Emmanuel Macron in his post-reelection Strasbourg speech (on 9 May) fleshed out the idea of a European Political Community, bringing together democratic nations of Europe focusing on common security, energy and transport. He linked this proposal to a more than 30 years old idea of his predecessor, Francois Mitterrand, who responded to the fall of the Iron Curtain with a certain confederal concept. This wider organisation could be helpful for those who one day would join the federal core itself, but also the United Kingdom which left the EU two years ago, finds it hard to cope with the consequences, and may at least partly reconsider in a not too distant future.
The Confederation (or Political Community) would not need to be something entirely separate from the European Union. According to Letta, every meeting of the European Council would be accompanied by a consecutive meeting of the heads of state and government of the European Confederation. But if we only create one more intergovernmental round table in Brussels or Strasbourg, we have not solved much. There is a need for new content as well as new symbols. For the seat of the new body, one should consider a city with historic symbolism in the East, e.g. Kraków, Bratislava or Cluj-Napoca.
To build on Letta’s plan, one could propose to the EU to transfer its main consultative bodies to the Confederation. Namely, the Committee of the Regions and the European Economic and Social Committee. Through participating in these advisory bodies, the Confederation members would be able to excercise influence over EU decision making as well. Participating in these two committees would allow aspiring members to develop a sense of two pivotal features of EU integration: regionalism and tripartism. The Committee of the Regions could actually be boosted by adding an environmental dimension and one to focus on the quality of public administration. Critical activities to facilitate upward convergence before actual EU membership could focus on the fight against corruption, the reform of oligarchic economies, the rights of ethnic and linguistic minorities as well as the fight against extremism.

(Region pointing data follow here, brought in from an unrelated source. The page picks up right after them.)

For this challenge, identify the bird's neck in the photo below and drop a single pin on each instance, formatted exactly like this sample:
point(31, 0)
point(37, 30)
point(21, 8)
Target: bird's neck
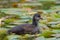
point(35, 23)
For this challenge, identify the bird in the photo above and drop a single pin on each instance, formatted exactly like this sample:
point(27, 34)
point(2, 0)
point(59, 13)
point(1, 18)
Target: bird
point(27, 28)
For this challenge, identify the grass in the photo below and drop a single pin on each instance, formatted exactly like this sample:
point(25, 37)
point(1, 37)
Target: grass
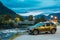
point(14, 36)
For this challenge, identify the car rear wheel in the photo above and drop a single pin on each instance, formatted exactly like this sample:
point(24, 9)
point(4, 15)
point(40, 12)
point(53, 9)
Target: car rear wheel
point(35, 32)
point(53, 31)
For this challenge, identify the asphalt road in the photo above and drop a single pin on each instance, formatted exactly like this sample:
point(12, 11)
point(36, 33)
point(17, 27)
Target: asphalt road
point(41, 36)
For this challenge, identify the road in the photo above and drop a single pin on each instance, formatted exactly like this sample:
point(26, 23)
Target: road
point(41, 36)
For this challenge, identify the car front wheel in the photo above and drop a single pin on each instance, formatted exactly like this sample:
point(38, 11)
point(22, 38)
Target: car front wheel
point(35, 32)
point(53, 31)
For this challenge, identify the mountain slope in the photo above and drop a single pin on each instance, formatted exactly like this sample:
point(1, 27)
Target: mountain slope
point(4, 11)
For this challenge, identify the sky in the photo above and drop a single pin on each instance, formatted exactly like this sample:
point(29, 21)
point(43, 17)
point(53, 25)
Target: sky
point(33, 7)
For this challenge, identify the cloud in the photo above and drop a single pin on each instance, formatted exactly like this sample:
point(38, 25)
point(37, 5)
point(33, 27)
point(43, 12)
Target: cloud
point(34, 13)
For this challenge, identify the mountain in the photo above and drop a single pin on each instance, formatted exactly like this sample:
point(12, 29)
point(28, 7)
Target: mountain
point(4, 11)
point(55, 14)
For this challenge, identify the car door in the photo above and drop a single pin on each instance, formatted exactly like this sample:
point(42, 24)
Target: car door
point(47, 27)
point(41, 28)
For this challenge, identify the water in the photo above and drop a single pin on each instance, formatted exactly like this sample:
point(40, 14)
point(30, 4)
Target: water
point(6, 36)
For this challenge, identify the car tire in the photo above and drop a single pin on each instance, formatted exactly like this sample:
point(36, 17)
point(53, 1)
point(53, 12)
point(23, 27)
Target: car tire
point(35, 32)
point(53, 31)
point(46, 32)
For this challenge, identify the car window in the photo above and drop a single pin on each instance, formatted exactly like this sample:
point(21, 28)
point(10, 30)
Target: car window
point(47, 24)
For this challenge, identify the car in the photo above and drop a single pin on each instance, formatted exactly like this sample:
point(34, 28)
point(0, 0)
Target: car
point(42, 27)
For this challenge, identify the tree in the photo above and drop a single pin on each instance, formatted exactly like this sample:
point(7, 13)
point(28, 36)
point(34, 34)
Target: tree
point(18, 18)
point(30, 18)
point(37, 20)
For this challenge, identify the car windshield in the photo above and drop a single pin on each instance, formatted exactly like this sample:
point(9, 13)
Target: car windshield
point(39, 24)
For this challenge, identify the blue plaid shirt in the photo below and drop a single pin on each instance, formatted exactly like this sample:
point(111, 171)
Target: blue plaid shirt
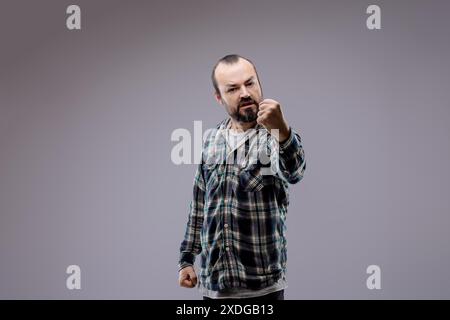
point(237, 217)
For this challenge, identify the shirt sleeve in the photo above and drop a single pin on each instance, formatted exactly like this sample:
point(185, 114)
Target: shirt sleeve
point(191, 245)
point(292, 158)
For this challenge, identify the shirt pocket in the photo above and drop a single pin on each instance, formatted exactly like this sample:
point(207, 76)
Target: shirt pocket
point(211, 174)
point(252, 180)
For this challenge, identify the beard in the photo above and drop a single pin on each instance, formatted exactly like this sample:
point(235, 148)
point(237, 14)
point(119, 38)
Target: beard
point(248, 114)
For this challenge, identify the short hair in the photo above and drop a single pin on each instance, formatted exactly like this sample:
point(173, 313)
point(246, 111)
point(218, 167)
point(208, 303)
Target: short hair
point(228, 59)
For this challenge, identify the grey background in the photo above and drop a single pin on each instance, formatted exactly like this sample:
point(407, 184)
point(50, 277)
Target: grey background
point(86, 118)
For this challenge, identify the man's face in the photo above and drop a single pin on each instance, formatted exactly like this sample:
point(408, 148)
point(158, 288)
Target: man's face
point(239, 88)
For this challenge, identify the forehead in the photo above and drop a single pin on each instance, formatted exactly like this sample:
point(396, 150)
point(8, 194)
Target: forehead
point(235, 73)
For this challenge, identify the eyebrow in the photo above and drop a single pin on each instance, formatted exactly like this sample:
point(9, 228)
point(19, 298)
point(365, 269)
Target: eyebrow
point(231, 85)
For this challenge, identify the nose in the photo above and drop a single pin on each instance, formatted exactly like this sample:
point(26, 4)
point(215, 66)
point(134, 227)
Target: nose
point(244, 92)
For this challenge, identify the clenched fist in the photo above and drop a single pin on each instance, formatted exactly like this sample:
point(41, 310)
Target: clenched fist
point(187, 277)
point(271, 117)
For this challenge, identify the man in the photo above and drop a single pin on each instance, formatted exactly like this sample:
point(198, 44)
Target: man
point(238, 212)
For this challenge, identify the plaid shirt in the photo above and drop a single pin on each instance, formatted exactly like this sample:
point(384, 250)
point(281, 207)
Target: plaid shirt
point(238, 212)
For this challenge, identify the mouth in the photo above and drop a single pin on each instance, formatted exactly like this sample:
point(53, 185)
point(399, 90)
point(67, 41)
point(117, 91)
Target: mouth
point(246, 106)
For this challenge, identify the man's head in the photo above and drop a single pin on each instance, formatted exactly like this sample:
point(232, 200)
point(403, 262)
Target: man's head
point(237, 87)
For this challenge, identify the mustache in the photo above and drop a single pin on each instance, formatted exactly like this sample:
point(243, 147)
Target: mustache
point(247, 101)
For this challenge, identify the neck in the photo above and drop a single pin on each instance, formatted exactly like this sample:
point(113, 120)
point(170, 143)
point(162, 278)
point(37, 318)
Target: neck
point(242, 126)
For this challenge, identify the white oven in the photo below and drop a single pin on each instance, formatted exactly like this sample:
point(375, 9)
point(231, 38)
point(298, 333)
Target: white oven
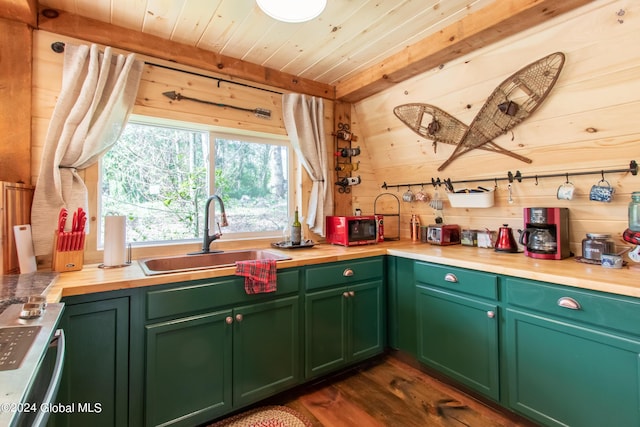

There are many in Europe, who do not consider these two instututions very important, and for sure there are many who are not even aware of their existence. By transferring them to the Confederation, they could attain a strategic role in the context of EU enlargement and neighbourhood policies while continuing their main mission. Today perhaps the most important for the EU is to concentrate on creating peace and preparing for reconstruction, and creating the financial and institutional conditions for the reconstruction to start as soon as possible. To successfully perform these tasks, the EU should deepen rather than surrender its strategic autonomy, and respond to the tragedies of our time with courage and creativity.